«И чего пристают? – подумала я, но начала улыбаться. – А ведь я даже без косметики!»
Последнее время, действительно, представители противоположного пола стали обращать на меня намного больше внимания, чем раньше. Конечно, я уже не была школьницей, а училась в институте, но я бы не сказала, что как-то кардинально поменяла внешность. Стиль одежды стал более строгим, но это лишь когда я ходила на лекции. А остальное время по-прежнему носила джинсы, кроссовки, свитера, куртки с капюшонами. Мне было удобно в спортивной одежде. Мама, правда, пыталась как-то повлиять на меня и предлагала купить что-нибудь элегантное или даже гламурное, но меня раздражали вычурные наряды в «псевдогламурном» стиле. Но многие студентки одевались именно так. Мне казались смешными и нелепыми все эти короткие юбки, узкие сапоги на высоченных каблуках, обтягивающие кофточки с неприличными декольте и обязательными блестящими паетками или стразами. Макияж часто вызывал недоумение. Казалось, девушки приходят не на лекции, а на клубную тусовку, таким густым и вызывающим он был. Сама я косметикой практически не пользовалась, только если собиралась куда-нибудь в театр, клуб или на вечеринку к друзьям.
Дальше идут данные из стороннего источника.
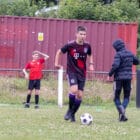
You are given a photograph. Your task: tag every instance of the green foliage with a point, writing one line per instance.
(94, 10)
(18, 8)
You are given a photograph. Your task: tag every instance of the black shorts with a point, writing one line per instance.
(34, 84)
(74, 79)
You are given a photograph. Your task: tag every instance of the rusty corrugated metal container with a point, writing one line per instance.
(19, 36)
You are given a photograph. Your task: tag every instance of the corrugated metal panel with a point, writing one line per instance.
(19, 36)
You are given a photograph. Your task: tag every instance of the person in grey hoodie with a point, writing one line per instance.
(122, 71)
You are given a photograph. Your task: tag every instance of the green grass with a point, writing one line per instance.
(46, 123)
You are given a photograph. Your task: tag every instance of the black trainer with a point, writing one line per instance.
(27, 105)
(67, 115)
(72, 118)
(122, 118)
(36, 106)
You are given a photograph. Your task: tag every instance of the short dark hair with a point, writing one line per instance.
(81, 28)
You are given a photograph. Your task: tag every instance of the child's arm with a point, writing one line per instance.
(25, 73)
(43, 54)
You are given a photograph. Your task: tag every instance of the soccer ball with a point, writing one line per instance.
(86, 119)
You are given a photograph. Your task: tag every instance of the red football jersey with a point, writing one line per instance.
(35, 69)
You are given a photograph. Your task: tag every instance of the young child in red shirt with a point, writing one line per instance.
(35, 67)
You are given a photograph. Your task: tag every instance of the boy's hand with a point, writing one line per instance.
(58, 66)
(26, 76)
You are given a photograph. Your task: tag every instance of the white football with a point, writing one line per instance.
(86, 119)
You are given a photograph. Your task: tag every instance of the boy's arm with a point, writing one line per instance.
(25, 73)
(43, 54)
(91, 64)
(57, 57)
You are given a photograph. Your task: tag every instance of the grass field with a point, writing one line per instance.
(46, 123)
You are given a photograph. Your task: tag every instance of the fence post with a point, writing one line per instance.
(138, 90)
(60, 87)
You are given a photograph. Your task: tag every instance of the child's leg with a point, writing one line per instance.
(28, 98)
(36, 98)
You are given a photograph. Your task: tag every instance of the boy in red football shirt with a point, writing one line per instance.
(35, 74)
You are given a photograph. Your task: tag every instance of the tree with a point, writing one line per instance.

Лишних денег на какие-то изысканные наряды у меня не имелось. Родители давно развелись, и мама категорически отказывалась от помощи отца. На это были свои причины. И мы жили только на ее зарплату. Работая в частном роддоме, она, в принципе, получала неплохие деньги, но все равно при нынешней дороговизне нам не всегда хватало. Я уже подумывала о том, что пора начать подрабатывать, но мама была против. Она считала, что я должна закончить хотя бы первый курс, а там уже решать, смогу ли выкраивать время на работу. Я получала платное образование, очень недешевое, надо сказать. И наши студенты были соответствующего уровня. Все они принадлежали к обеспеченным семьям, некоторые ребята были из известных киношных династий. И насколько я знала, никто из моих сокурсников не подрабатывал на стороне. Многие приезжали в институт на дорогих машинах.
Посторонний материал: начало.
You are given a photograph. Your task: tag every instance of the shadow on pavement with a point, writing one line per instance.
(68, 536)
Мое обучение оплатил отец. Он отлично устроился в жизни, работал PR-директором одного из крупнейших рекламных агентств Москвы и мог себе это позволить. Тогда я еще с ним общалась и считала его одним из лучших мужчин на свете. Но потом все изменилось.
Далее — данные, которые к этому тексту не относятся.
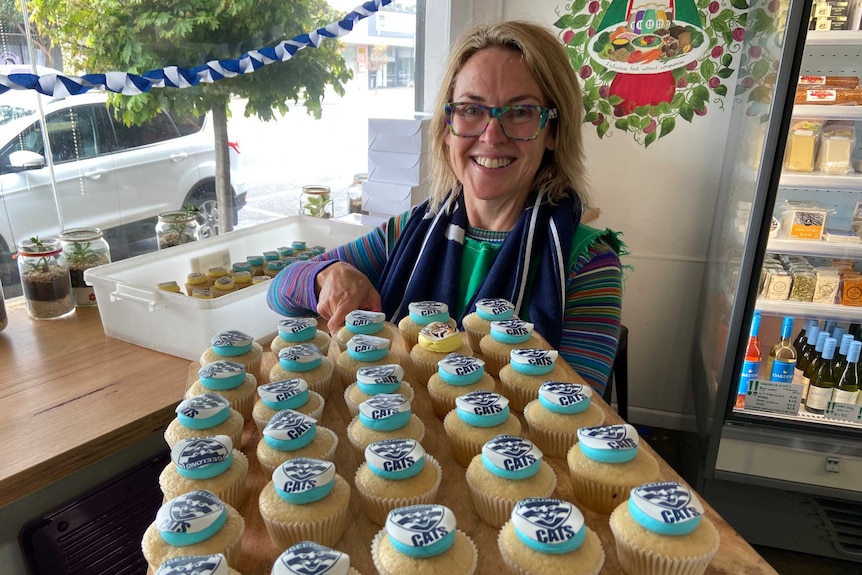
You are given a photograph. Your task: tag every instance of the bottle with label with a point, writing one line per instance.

Я свернула с Большой Андроньевской, на которой находился институт, на Таганскую улицу. Пройдя между домами, оказалась на Воронцовской. Мама работала посменно, и я знала, что сегодня у нее ночное дежурство. Зайдя в квартиру, позвала ее. Но ответа не дождалась. Видимо, мама ушла, причем недавно, я обнаружила на плите кастрюлю с еще горячим борщом.
Пообедав, отправилась в свою комнату и, постояв в задумчивости у компьютера, все-таки решила пока не усаживаться за него. Я легла на кровать и бездумно смотрела в потолок. Настроение, неважное с утра, окончательно упало. Я с трудом сдерживала слезы, тяжелая тоска навалилась на меня. Я легла на бок и глянула на картину, висящую на стене напротив кровати. Именно ее фотографию увидела Ира.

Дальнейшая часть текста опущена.